I cannot comment on the Government’s intentions or otherwise to create worker-directed representation on company boards, but the audit trail of Arcadia is quite clear. The auditor’s report was clear that there was a material uncertainty about the group’s ability to continue as a going concern. It also failed to publish its 2019 accounts this August. Late filing of accounts attracts an automatic penalty fine and is an alert. As to whether there need to be specific investigations of directors, the administrators have a duty to report within three months of the insolvency on the conduct of the company’s current and former directors.

The Government have done a great deal to support this highly competitive sector, and little more can profitably be done to help these firms. Schumpeter’s creative destruction nearly always builds a better world eventually, as resources and skilled staff shift into new areas of opportunity; I remember that from the sad collapse of Woolworths when I was in retail. What does the Minister think can be done with the stores and sites that are freed up by this sad collapse this week?

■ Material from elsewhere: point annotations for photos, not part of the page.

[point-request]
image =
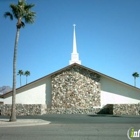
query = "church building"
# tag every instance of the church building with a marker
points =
(74, 89)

I thank my noble friend for her supportive and constructive comments. The Government recently reformed the use classes to create a new commercial business and service use class. This will give businesses greater flexibility to change to a broad range of uses such as leisure and as shops and offices, as well as nurseries and health centres, without the need for planning permission. This means that businesses will be able to adapt to changing circumstances and respond to the needs of their local communities more easily and quickly. More widely, we are looking to transform the planning system as set out in the White Paper, Planning for the Future, which will make it simpler, quicker and more accessible, and more certain.

My Lords, the time allowed for this Question has elapsed. I apologise to the noble Lords, Lord Mackenzie, Lord Liddle and Lord Foulkes, that we did not have time for their questions.